Earlier this month, angler Micheal John Drake hooked a giant blue catfish while casting cut shad in the Ohio River, about an hour northwest of Charleston, West Virginia. According to the West Virginia Department of Natural Resources (WVDNR), the big blue cat tipped official scales at 69.45 pounds, edging out the previous weight record by 36 ounces.

Drake—a resident of the nearby town of St. Albans—released the fish after WVDNR hatchery manager Ryan Bosserman came out to record its weight and length for the record books. Bosserman taped it out at 50.51 inches, just shy of the current length record of 50.7 inches. That fish was caught by Steven Price in the Kanawah River in May 2022. Price’s blue cat weighed 67 pounds.

According to a recent press release, Drake was fishing the Ohio from his boat, just below the R.C. Byrd Locks and Dam, when he hauled the record-breaking catfish aboard. Blue catfish are native to the Ohio River watershed, and their indigenous range extends as far west as the Rio Grande Basin.

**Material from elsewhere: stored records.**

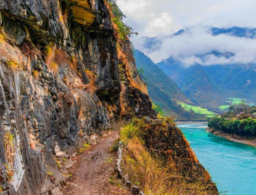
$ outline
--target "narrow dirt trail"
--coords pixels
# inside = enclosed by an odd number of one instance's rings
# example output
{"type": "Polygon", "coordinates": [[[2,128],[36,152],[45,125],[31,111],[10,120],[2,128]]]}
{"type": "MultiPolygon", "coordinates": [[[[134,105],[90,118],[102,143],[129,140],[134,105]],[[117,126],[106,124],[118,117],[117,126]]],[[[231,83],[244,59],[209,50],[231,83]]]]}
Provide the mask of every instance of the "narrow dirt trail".
{"type": "Polygon", "coordinates": [[[114,124],[111,134],[78,158],[77,162],[69,170],[72,177],[67,181],[64,195],[130,194],[120,181],[118,184],[109,181],[110,178],[118,180],[114,172],[116,154],[111,153],[109,148],[124,124],[120,121],[114,124]]]}

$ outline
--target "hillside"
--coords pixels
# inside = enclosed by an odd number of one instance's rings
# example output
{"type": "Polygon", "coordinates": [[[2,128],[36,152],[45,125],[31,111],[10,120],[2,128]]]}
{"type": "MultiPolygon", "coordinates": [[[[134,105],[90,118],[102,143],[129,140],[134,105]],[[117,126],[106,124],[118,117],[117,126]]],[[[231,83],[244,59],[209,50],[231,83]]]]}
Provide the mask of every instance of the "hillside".
{"type": "Polygon", "coordinates": [[[142,46],[137,48],[153,61],[160,61],[157,65],[190,101],[201,106],[217,108],[225,105],[228,98],[246,99],[248,103],[254,103],[254,56],[237,46],[229,47],[231,43],[228,42],[239,40],[246,47],[246,42],[253,42],[255,37],[255,28],[193,26],[165,37],[143,37],[140,39],[142,46]],[[205,43],[201,43],[201,36],[207,37],[205,43]],[[186,46],[184,43],[191,39],[186,46]],[[197,44],[202,46],[197,47],[197,44]],[[177,47],[168,50],[169,46],[177,47]],[[160,59],[158,56],[162,54],[167,57],[160,59]]]}
{"type": "Polygon", "coordinates": [[[111,174],[122,184],[125,178],[114,173],[120,160],[110,149],[134,118],[140,132],[144,123],[152,126],[141,146],[152,159],[158,143],[165,145],[158,154],[181,159],[175,165],[187,189],[192,182],[198,194],[218,194],[182,132],[157,118],[129,39],[136,33],[125,17],[114,0],[1,1],[1,195],[129,194],[114,185],[111,174]]]}
{"type": "Polygon", "coordinates": [[[169,74],[191,101],[212,108],[218,107],[225,101],[220,88],[204,67],[198,64],[185,68],[168,62],[167,60],[158,63],[157,66],[169,74]]]}
{"type": "Polygon", "coordinates": [[[180,92],[178,87],[151,59],[138,50],[134,57],[138,70],[142,69],[142,77],[148,83],[149,94],[152,101],[159,104],[167,115],[176,114],[180,117],[189,118],[177,103],[192,103],[180,92]]]}
{"type": "Polygon", "coordinates": [[[255,101],[256,66],[235,65],[185,68],[171,58],[157,64],[175,81],[190,99],[209,108],[225,104],[230,98],[255,101]]]}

On the East Coast, blue catfish are considered an invasive species. In the 1970s and 80s, blue catfish were intentionally stocked in non-native waterways for recreational fishing purposes. Now they’re known to feed on and outcompete the native species in some of those fisheries. They even thrive in coastal waters, like the Chesapeake Bay, where they can wreak havoc on blue crab, striped bass, shad, herring, and Atlantic sturgeon populations.

Related: How to Catch Catfish

On its website, WVDNR says that “recent stocking efforts have likely contributed to the establishment of fishable populations within the West Virginia portions of Ohio River.” Those efforts began in 2004, and the state has logged a new record for the species almost annually ever since. WVDNR advises anglers in search of blue cats to fish flowing water bodies with streambeds comprised of cobble, bedrock, boulders, or sand. “Blue catfish generally inhabit open water,” the agency states, “and they are thought to avoid backwater areas and slow-moving water with heavily silted bottoms.”